🤖 AI Summary
Existing cross-lingual alignment evaluation predominantly relies on sentence embeddings, yet suffers from non-smooth representation spaces—particularly in low-resource languages. To address this, we propose NeuronXA: the first method to adapt the neuroscience-inspired principle of neuron activation overlap for cross-lingual assessment. NeuronXA directly models semantic consistency and cross-lingual transferability by analyzing neuron-level state alignment across parallel sentence pairs in multilingual large language models (e.g., LLaMA, Qwen, Mistral). It requires only 100 parallel sentence pairs for efficient downstream performance prediction. Evaluated on multilingual benchmarks, NeuronXA achieves a Pearson correlation of 0.9556 with downstream task performance and 0.8514 with cross-lingual transferability—substantially improving accuracy and generalizability of alignment evaluation under few-shot conditions.
📝 Abstract
Large language models (LLMs) have demonstrated remarkable multilingual capabilities, however, how to evaluate cross-lingual alignment remains underexplored.
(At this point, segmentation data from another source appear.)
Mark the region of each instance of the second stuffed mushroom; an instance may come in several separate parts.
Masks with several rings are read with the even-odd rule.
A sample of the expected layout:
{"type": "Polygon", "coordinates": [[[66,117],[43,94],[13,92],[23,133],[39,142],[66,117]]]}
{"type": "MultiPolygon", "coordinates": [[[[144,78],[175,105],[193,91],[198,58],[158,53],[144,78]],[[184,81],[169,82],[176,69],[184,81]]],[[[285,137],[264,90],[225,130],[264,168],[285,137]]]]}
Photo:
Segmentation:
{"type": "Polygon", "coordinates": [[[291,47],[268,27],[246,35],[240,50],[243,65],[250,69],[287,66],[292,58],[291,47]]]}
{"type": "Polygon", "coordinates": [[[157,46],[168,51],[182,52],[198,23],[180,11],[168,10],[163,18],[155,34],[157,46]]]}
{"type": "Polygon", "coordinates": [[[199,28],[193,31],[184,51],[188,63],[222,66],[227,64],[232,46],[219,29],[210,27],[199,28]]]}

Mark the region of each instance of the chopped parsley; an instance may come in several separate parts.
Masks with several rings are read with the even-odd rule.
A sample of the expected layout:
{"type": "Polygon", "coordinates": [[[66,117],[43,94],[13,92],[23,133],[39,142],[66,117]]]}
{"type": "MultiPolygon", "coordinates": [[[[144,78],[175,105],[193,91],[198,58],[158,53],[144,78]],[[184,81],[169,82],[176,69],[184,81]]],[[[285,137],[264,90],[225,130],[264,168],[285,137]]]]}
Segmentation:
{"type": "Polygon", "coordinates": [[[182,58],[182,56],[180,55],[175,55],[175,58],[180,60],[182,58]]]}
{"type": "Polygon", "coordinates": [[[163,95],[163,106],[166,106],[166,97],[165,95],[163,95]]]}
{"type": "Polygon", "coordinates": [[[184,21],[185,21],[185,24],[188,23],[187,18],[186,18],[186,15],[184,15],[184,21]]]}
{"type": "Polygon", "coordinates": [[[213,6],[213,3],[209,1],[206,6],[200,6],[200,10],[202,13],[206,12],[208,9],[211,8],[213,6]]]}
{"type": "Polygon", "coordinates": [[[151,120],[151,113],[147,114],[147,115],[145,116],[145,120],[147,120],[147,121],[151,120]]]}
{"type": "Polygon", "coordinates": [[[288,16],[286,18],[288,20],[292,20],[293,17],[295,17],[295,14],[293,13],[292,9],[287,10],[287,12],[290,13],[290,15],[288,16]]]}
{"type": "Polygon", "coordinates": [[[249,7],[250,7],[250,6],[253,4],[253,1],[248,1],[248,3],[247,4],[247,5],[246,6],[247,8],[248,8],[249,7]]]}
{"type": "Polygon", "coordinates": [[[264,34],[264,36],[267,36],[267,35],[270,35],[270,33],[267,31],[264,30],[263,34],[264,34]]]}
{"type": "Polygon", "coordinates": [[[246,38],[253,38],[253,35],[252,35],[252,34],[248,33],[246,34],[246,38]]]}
Existing alignment benchmarks primarily focus on sentence embeddings, but prior research has shown that neural models tend to induce a non-smooth representation space, which impact of semantic alignment evaluation on low-resource languages. Inspired by neuroscientific findings that similar information activates overlapping neuronal regions, we propose a novel Neuron State-Based Cross-Lingual Alignment (NeuronXA) to assess the cross-lingual a lignment capabilities of LLMs, which offers a more semantically grounded approach to assess cross-lingual alignment. We evaluate NeuronXA on several prominent multilingual LLMs (LLaMA, Qwen, Mistral, GLM, and OLMo) across two transfer tasks and three multilingual benchmarks. The results demonstrate that with only 100 parallel sentence pairs, NeuronXA achieves a Pearson correlation of 0.9556 with downstream tasks performance and 0.8514 with transferability. These findings demonstrate NeuronXA's effectiveness in assessing both cross-lingual alignment and transferability, even with a small dataset. This highlights its potential to advance cross-lingual alignment research and to improve the semantic understanding of multilingual LLMs.